Résumé de la décision
M. B..., ressortissant marocain, conteste le jugement du tribunal administratif de Lille du 17 janvier 2017, qui a rejeté sa demande d'annulation d'un arrêté préfectoral du 11 décembre 2015 refusant le renouvellement de son titre de séjour et l'obligeant à quitter le territoire français dans un délai de trente jours. La cour rejette sa requête au motif que le recours contre l'arrêté était tardif, n'ayant pas été déposé dans le délai de trente jours, compte tenu de la notification de l'arrêté au requérant à son adresse déclarée.
Arguments pertinents
1. Notification de l'arrêté : La cour souligne que l'arrêté du 11 décembre 2015 a été dûment notifié à M. B... le 15 décembre 2015 à l'adresse qu'il avait fournie. Même si le pli a été retourné à la préfecture comme non réclamé, il était de la responsabilité de M. B... d'informer l'administration de tout changement d'adresse. La jurisprudence souligne que "l’équilibre du système repose sur l'obligation faite à chaque partie de signaler tout changement qui pourrait affecter leur situation".

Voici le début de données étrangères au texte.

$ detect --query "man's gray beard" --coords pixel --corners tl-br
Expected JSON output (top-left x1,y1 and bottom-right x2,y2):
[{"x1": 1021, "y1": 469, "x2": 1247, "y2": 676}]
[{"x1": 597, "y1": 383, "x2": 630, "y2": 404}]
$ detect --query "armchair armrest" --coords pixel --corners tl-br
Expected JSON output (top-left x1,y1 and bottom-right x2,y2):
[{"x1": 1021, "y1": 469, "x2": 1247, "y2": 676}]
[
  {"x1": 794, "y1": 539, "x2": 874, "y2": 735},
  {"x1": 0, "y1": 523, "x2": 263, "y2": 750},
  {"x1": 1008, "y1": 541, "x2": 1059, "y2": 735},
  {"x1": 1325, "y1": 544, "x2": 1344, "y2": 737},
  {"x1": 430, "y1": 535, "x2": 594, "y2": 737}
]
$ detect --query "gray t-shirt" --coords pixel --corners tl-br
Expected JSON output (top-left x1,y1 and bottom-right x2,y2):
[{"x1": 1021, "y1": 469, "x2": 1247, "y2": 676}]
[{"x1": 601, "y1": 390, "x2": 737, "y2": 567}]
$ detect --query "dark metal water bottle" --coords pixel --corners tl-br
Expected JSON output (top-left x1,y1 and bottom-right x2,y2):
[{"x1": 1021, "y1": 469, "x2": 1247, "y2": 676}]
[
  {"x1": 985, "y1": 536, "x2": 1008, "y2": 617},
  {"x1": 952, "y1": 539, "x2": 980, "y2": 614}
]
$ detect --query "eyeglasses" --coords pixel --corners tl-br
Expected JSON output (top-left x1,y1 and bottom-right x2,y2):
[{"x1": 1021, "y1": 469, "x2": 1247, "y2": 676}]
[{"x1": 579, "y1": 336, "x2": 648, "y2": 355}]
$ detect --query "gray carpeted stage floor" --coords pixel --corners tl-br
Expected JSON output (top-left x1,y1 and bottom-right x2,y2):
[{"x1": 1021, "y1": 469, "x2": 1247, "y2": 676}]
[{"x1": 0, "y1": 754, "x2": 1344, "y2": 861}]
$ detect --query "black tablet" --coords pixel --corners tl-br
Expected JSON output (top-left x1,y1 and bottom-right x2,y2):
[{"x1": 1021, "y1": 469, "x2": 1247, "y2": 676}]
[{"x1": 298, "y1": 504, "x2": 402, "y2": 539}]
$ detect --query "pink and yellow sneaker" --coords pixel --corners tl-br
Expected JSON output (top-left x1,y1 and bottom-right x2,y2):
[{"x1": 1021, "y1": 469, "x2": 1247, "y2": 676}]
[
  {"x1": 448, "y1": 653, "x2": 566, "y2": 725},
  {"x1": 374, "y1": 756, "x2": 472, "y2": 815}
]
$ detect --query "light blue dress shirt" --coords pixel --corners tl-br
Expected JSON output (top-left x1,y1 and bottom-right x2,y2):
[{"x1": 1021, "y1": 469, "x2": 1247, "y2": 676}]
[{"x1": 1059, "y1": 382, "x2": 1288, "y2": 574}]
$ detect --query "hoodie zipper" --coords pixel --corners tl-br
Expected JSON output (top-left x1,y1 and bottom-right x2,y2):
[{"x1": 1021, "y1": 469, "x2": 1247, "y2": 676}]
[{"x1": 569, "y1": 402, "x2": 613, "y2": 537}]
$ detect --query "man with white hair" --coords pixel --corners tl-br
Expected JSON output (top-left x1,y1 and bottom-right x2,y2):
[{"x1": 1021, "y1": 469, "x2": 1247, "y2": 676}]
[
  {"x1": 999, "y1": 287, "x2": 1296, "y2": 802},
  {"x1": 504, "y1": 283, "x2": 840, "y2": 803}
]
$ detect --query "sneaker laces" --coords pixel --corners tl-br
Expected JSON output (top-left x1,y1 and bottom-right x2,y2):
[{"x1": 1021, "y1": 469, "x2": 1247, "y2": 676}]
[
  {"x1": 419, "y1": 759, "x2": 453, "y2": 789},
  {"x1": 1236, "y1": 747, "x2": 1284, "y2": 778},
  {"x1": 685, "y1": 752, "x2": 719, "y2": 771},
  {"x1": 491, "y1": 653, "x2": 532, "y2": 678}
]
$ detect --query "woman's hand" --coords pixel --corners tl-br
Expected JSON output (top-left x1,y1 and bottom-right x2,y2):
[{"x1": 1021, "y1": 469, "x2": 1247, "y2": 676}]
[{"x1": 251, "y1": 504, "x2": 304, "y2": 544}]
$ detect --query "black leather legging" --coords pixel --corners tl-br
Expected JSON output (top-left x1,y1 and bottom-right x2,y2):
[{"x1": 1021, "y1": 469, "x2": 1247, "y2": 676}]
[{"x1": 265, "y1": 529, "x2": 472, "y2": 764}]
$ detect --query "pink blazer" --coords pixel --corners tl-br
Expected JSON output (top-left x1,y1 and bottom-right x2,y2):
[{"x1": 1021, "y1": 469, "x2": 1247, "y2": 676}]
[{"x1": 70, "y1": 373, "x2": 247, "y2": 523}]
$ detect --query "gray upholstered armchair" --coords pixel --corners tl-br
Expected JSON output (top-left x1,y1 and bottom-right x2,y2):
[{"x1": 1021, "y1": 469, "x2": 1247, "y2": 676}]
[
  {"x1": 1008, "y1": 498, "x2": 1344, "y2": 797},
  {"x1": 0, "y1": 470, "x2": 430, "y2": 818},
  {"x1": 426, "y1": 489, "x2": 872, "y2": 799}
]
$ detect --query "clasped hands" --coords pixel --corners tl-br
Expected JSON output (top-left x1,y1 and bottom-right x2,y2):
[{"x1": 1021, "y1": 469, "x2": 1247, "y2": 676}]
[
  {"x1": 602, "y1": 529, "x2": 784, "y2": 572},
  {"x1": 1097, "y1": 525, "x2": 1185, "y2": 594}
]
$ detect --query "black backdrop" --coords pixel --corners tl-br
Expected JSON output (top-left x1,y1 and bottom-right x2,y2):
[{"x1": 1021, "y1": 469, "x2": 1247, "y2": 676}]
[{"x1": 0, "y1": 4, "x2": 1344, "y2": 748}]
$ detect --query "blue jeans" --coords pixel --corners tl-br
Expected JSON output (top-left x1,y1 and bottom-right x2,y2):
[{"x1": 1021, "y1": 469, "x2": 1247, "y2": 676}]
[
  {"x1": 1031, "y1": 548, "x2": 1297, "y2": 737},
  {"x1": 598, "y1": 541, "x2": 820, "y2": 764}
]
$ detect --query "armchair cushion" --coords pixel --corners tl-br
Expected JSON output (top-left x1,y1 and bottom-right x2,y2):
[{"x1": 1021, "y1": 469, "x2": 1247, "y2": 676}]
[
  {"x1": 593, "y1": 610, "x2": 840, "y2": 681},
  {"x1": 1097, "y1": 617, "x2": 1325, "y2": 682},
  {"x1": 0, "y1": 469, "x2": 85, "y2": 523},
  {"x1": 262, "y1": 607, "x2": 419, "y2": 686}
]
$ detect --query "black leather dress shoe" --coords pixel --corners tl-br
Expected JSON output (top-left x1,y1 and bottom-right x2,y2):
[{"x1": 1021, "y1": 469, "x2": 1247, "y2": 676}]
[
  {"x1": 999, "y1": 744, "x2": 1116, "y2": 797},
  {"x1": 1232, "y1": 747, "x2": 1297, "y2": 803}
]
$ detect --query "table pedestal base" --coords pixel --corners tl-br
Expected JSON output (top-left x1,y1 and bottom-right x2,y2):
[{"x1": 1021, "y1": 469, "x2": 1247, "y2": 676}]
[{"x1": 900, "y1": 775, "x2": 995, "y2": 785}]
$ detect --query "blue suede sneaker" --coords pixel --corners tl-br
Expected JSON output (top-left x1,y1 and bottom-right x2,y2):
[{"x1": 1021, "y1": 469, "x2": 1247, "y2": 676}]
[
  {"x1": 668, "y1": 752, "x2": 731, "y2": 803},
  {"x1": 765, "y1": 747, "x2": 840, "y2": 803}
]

2. Délai de recours : La décision de la cour s'appuie sur les articles R. 776-2 et R. 776-5 du code de justice administrative. L’article R. 776-2 stipule que le délai de trente jours pour contester une obligation de quitter le territoire commence à courir à partir de la notification de cette obligation. En l'occurrence, M. B... a enregistré son recours bien après l'expiration de ce délai.
Interprétations et citations légales
1. Devoir d'informer l'administration : L'article R. 776-2 du code de justice administrative établit que « la notification d'une obligation de quitter le territoire français avec délai de départ volontaire... fait courir un délai de trente jours pour contester cette obligation ». La cour interprète cela comme imposant une responsabilité à M. B... de maintenir à jour ses informations auprès des autorités administratives.
2. Irrecevabilité de la demande : L'article R. 776-5 précise que « le délai de recours contentieux de trente jours mentionné... n'est pas prorogé par l'exercice d'un recours administratif ». Ici, la cour a affirmé qu’en dépit de ses demandes répétées de copie de la décision, M. B... ne peut pas déduire cela d'un prolongement de délai — sa situation ne justifie pas une exception aux règles de procédure administrative. En conséquence, « le recours... dirigé contre l'arrêté... était tardif, et par suite, irrecevable », ce qui justifie le rejet de sa requête.
Ces éléments établissent clairement que M. B... n'a pas respecté les procédures en vigueur, entraînant le rejet de sa demande par la cour. La cour souligne également que M.B... ne saurait invoquer une ignorance de la législation pour contester la régularité de la notification, étant donné les circonstances de la notification.